Alright: Writer Yale Hannon does give us some plot, albeit in the broadest strokes. In Diehard fashion, Everly takes place in a single environment: the upstairs apartment of a mob boss named Taiko (Hiroyuki Watanabe), where Everly (Salma Hayek), presumably a sex slave (it’s never stated outright, but the big guy sending prostitutes to attack her seems to suggest she’s one of them), has decided she’s taking revenge on her boss and breaking free. To add some tension to the proceedings, Everly’s mother (Laura Cepada) and toddler daughter (Aisha Ayamah), both of whom she hasn’t seen in five years, heed some ill advice to show up at the apartment just as things are getting colorful. Taiko’s ordered a hit on the petite but vicious Everly, who is inexplicably one badass mofo with whatever weapon she lays her hands on. In Matrix-style waves (minus the cool special effects) she fells a series of ditzy prostitutes (two end up shooting each other after bickering over who deserves the kill more) and a mob of Taiko’s well-dressed Asian underlings. Obviously intending to model itself after slicker Japanese girl-with-gun films like Kill Bill, Everly just doesn’t have the style, the wit, or hell, even the gore of its muses.
It seems obvious after all, in a film that kills a couple dozen people by the time we get a solid piece of dialogue, that we know what we’re getting ourselves into. If it’s your cup of tea, there can be something cathartic, even fun, about seeing new and creative ways to slice and dice inferior foes. If that’s not your type of movie, this was never going to work out for you anyway. But I’m going to argue that even though there’s essentially no plot and no more backstory than what I defined above, the violence angle actually isn’t taken far enough if this is what the filmmakers were going for. That old cult-film cliché “it’s so bad it’s good” has no room to grow here—she stabs and she fights by hand, but it’s more Buffy the Vampire Slayer than anything, except without the engaging supernatural plot. The one time it looks like Everly might really have the lower hand—she finds herself locked in a cage with a mad scientist who wants to drop skin-rotting acid onto her—he finally drops it on her…leg. Maybe it was a fun day for the makeup artist, but it’s hard to get excited about that. Am I sadistic for suggesting a violent film needs to be more violent? Sure, but that’s the film’s premise.

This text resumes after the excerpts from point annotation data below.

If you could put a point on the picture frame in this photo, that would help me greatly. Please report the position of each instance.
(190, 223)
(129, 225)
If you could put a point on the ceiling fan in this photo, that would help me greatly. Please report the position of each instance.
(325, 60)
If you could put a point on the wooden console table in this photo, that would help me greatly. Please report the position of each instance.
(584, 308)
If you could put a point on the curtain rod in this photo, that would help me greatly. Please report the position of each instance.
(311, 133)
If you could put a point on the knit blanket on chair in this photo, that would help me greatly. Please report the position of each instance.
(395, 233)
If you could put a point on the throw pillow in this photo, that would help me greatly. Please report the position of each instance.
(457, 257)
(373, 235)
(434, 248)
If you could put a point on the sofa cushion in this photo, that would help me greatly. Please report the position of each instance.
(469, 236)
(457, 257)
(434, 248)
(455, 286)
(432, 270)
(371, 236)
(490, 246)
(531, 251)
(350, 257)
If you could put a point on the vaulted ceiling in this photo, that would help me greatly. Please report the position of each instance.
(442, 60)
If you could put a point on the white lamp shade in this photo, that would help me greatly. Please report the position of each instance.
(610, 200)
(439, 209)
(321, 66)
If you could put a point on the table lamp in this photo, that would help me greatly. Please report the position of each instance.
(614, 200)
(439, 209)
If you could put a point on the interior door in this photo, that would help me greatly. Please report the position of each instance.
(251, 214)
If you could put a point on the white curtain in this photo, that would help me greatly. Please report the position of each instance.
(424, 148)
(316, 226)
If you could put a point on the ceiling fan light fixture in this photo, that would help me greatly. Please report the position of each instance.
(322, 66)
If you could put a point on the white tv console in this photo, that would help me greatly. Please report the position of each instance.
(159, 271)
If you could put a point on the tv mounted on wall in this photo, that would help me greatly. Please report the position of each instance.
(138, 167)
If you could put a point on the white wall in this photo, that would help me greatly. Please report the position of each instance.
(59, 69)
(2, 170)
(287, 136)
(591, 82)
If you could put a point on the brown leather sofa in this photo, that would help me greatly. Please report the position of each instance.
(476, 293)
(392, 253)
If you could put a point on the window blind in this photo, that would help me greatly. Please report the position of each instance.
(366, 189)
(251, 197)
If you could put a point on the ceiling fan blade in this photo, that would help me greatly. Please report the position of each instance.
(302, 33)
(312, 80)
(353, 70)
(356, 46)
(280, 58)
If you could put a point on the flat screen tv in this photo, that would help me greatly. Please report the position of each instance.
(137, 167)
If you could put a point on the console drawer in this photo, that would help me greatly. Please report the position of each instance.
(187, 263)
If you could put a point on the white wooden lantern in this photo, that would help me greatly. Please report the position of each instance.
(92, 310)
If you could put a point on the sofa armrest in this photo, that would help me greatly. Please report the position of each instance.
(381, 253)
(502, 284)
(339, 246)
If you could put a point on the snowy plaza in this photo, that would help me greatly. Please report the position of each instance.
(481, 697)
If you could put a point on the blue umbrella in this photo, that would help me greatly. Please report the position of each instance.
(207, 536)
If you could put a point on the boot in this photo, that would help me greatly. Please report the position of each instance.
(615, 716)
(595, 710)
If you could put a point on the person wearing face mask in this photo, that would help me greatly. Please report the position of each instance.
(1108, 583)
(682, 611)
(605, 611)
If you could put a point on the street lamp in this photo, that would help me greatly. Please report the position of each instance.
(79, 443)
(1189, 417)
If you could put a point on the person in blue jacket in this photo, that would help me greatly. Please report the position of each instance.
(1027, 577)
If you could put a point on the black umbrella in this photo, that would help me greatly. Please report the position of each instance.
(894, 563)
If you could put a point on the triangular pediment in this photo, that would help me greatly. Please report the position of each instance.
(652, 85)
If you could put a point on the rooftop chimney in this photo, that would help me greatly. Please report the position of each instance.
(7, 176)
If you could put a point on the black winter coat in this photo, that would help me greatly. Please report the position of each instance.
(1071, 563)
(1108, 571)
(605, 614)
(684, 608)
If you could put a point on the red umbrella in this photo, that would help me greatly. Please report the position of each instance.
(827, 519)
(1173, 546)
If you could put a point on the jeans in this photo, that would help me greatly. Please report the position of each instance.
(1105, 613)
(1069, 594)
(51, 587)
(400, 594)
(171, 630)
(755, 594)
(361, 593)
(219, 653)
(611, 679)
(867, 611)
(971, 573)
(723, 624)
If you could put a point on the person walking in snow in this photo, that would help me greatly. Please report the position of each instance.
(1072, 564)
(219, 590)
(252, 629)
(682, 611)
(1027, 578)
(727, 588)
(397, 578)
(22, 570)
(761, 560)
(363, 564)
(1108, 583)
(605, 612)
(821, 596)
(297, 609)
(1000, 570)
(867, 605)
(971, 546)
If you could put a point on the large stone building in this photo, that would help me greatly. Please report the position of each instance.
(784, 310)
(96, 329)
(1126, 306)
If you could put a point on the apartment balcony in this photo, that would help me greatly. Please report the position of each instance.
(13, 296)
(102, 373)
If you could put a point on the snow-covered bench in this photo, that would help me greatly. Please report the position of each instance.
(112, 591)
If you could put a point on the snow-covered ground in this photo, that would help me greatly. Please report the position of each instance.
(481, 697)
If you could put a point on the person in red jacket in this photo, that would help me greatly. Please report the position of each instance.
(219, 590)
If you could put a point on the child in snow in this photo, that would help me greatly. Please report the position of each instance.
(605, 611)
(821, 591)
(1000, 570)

The sick slasher-flick element occasionally lands, though. The film’s aptitude for embracing irony is clumsy and painful. I’d argue the aforementioned scene between the two prostitutes arguing over who gets to kill Everly as she sits safely in a corner waiting for them to blow each other’s brains out is the very moment the film implodes. That’s kind of unfortunate because it’s maybe 15 minutes into the movie. The thing about dark humor is it’s funny when it catches the viewer completely off guard—it has to hit a certain “holy shit that is so true and I’m a horrible person for thinking so” note. Or it has to be truly ironic. When filmmakers rely on tropes and lazy writing, the audience loses the unexpected element. We can’t laugh along with Everly because it wants to be other movies so badly it can’t create its own ideas.
In fact, even though both Hayek and Cepada give perfectly engaging performances, it’s hard to buy into the dramatic scenes at all. After the silly stripper girls off each other and a neighbor knocks from above (they’re making too much noise), they try to have a heart-to-heart out of the little girl’s earshot about why Everly abandoned her the way she did. It’s hard to take the scene seriously because we’ve just watched 30 minutes of offbeat dark comedy. The dramatic angle’s problems are compounded when a later scene finds a naked man with a hatchet in the hallway going after the four-year-old girl. Even twisted people don’t find placing kids in the middle of absurdist violence amusing. With Everly never explaining her situation, there’s no reason for the viewer to get invested in anything more than her…guns.
Is that it, really? Is this movie just about putting an attractive actress—who might want to rebrand herself as still capable of young, edgy roles—in scantily-constructed outfits and provocative (graphically, not conceptually) situations? The genre can do better than that. This type of guilty pleasure can deliver shock, wit, seduction, and intrigue all in one package when done well. But for that, one would have to watch one of the many films Everly wants to be.